Smitty came up between us. “Feller throws 100 miles an hour, and he strikes out more than one per inning.”
“They say,” said Max, “he walks almost one an inning,”
“Keeps ‘em loose up there,” said Smitty, who was from Cleveland. “Hundred mile an hour heat and nobody knows where it’s going.”
As the three of us stepped out of the cover of the tree line, Smitty kind of hopped up on one leg and threw his arms out. I wondered what sort of a weird little dance that was; then I heard the automatic weapons fire coming down at us off the hill. It was a mechanical chatter, rather than gunpowder explosions, and the wind had blown the sound around the hills so that the bullets cut Smitty down before it had reached us. Branches near us started to snap off and tumble earthwards. Max hit the snow on his belly and rolled downhill to his right to get to cover behind a rock. I motioned for the others to get back into the trees, and dove into a low spot in the ground.

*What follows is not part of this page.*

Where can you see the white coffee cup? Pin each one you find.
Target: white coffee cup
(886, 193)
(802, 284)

When we could look up, we saw that the fascists had overrun the outpost we’d been climbing up to the ridge to relieve, and the firing was coming from there. We returned fire. I heard cries in Spanish from behind me, a curse in a low voice, then a high-pitched prayer.

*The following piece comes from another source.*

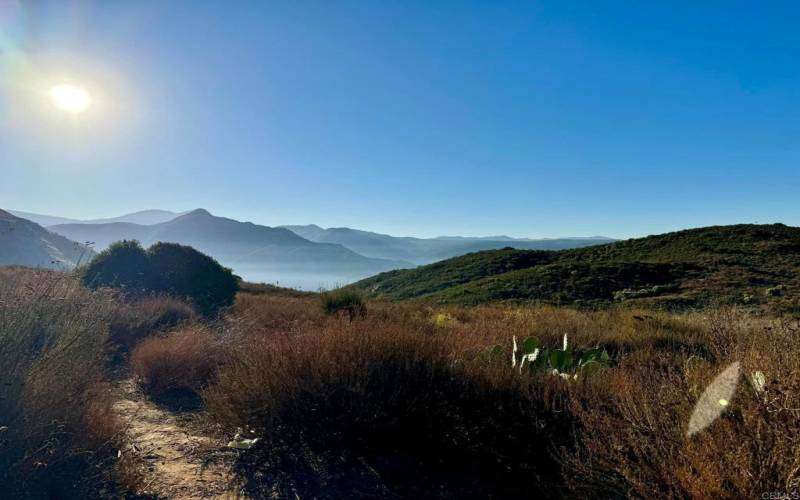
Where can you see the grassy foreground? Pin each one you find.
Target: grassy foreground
(401, 401)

A potato-masher grenade came flipping end-over-end down the hill toward me. It seemed like slow motion. It hit a rock and bounced up. I could say a Hail Mary in about four seconds flat in those days, and I said one then. The grenade sailed over my head; I heard it explode, and felt a shower of dirt on my back. In front of me, Max was popping up and firing one round with his Springfield, then dropping behind the rock. I popped up and fired when he dropped down. I thought we were doing pretty well taking turns, but grenades kept arcing over our heads and bullets pinged into Max’s rock and raked the dirt beside me. Max tried lobbing one of his grenades towards the machine gun, but his throw was uphill, and he didn’t have an arm like DiMaggio.
After a few minutes of this, I tried to aim and squeeze the trigger instead of popping off quick shots. Then I didn’t hear anyone behind us firing anymore. I looked around and saw Rocco and Pete sprawled in the grass. I called to a couple of the others.
“Comrades … anyone … sound off.” Nada.
“Frank, this is bad,” Max yelled to me.
“I’d rather be facing Feller’s fastballs,” I told him. “Maybe it’s time for us to dust.” Then we heard an airplane motor. It grew louder, and the first plane, a Heinkel, zoomed over the ridge seconds later. Max had risen to his feet and was scrambling down the slope. He looked back over his shoulder at the plane just as a cannon shot from the aircraft hit the rock he’d been behind. The explosion flipped Max in mid-air and tossed him towards me. The ground under him ripped up and clods of dirt flew towards us.